他很明白踏鞴砂诸人想要举办奉刀祭的用意。奉刀祭的最后一个步骤,是由锻造御神刀的刀匠亲手将御神刀奉往鸣神大社。目前正在踏鞴砂主持工作的枫原代行司正与丹羽久秀两家世代交好,根据枫原当初在踏鞴砂的码头送行时的表现,其人应当也早早嗅到了天领奉行的不善之意;他之所以认定此次锻造御神刀的刀匠为丹羽久秀,并将奉刀的任务交予他,想来也是有着试图帮助丹羽久秀寻求鸣神大社庇佑的意图。

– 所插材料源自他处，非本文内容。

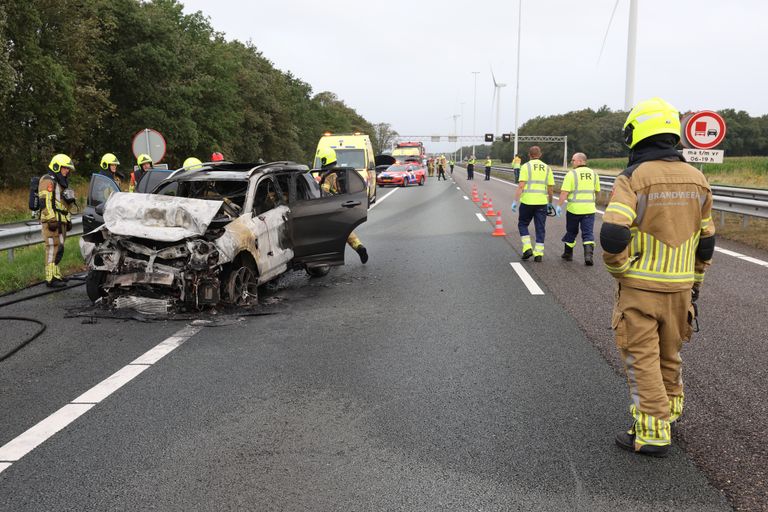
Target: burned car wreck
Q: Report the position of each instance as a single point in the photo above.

但现在还太早了。评定所尚未做出处理决定——就算当下立即做出了决定,走程序上报雷神也需要等候数天——丹羽久秀等人离自由还远,根本没有必要现在就开始准备奉刀祭。
流浪者都能轻易看出现在还早,鸣神大社的狐狸会没有意识到这一点吗?但据佐海大辉所说,鸣神大社偏偏表现出了奇怪的积极,甚至有意勾动踏鞴砂的工匠们前往鸣神大社祈愿。
……是不是被算计了?
只需要问一个问题——
“——那么,阿倾也去了吗?”
他转头望向阿倾,轻轻从嘴中吐出这个问题。
阿倾正坐在树下与惠子婆婆、酒馆大叔、中村木匠等一众人分食着虾仙贝。他听见流浪者的声音,便抬起头来迎着那个与自己一模一样之人穿过重重人群望过来的目光,有些不明所以地回答:“当然去了,有个粉色头发的巫女姐姐还送了我一个御守呢。诶,你怎么了?”阿倾拥有小动物一样的直觉,敏锐地察觉到了流浪者的情绪不对,有些担忧地问。

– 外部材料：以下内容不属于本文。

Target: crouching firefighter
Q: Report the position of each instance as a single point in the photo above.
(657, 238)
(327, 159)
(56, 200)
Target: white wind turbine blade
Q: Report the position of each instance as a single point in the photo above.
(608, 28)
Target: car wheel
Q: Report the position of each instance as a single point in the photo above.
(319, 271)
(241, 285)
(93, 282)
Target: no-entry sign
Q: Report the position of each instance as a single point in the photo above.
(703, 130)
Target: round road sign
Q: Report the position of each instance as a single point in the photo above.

“没事,”流浪者勉强地抬了抬嘴角,“我来到稻妻城,竟然没想到去鸣神大社祈祷,真是太不应该了。我得赶快出发——”他拨开人群就要往外走。
“你别呀!”阿倾蓦地从凳子上跳起,急忙扑过去展开胳膊:“就算是去祈福,也不用这么着急。你看已经是下午了,现在去鸣神大社就得走夜路,镇守之森晚上会有野兽,很危险的!”

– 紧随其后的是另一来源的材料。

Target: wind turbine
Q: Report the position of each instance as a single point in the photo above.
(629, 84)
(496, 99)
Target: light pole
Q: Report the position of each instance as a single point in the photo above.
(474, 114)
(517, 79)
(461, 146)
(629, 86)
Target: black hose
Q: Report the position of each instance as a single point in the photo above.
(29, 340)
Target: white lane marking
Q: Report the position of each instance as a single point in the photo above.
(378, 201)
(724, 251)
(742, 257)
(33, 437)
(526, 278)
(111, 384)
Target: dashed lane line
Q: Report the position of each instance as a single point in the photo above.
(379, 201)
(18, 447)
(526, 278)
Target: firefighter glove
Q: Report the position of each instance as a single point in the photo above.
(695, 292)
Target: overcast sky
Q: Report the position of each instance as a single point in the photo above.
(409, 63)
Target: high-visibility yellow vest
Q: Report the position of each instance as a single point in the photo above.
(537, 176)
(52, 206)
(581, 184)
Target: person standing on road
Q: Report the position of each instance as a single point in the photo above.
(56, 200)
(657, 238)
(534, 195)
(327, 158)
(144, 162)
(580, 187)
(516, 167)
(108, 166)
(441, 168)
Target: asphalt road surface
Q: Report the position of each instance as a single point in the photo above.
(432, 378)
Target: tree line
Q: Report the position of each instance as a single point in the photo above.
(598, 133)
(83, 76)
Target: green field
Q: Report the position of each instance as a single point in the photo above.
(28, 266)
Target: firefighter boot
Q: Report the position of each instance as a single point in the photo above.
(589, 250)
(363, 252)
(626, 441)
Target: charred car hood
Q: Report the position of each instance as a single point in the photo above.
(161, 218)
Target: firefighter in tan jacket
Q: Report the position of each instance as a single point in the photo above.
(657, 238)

他伸展开纤细的手臂紧紧拥抱住流浪者,用自己的躯干紧贴着流浪者的胸膛,心惊胆战地感受着流浪者身上迸发的欲要择人而噬的恨怒:“明天,明天我陪你一起去。”
流浪者感到自己被阿倾箍住,停下了脚步,咬牙道:“你就不该去!”
良久之后,直到感受到流浪者在自己的怀中软化下来,阿倾才小心翼翼放下手臂,带着点安抚意味地握住流浪者的指尖:“你租好旅馆了吗?如果没有的话,今天晚上你来和我一起睡吧。”
前来鸣神岛的踏鞴砂众人在天目锻冶屋附近租下了数座民宅与酒店,暂时居住在那里。阿倾也在其中获得了一间不大的房间。
入夜时,他找店家多要了一套被褥,细致地将新的被褥与自己原先的并排在地板上铺开。
阿倾没有立刻钻到被褥中就寝,而是拿起铁签拨了拨烛花,让烛光变得更加明亮。他端着蜡烛走到窗边,四下打量了几眼,确定窗外空无一人之后,他关上窗子,将蝉声也隔在了窗外。
阿倾回身走到屋中,坐在流浪者身边,想起流浪者白天的话:“我是不是不应该去鸣神大社呀?”
流浪者转过头,凝望着面前纯白人偶干净柔软的面容,答非所问道:
“刚来到踏鞴砂的时候,我曾经很想杀了你。”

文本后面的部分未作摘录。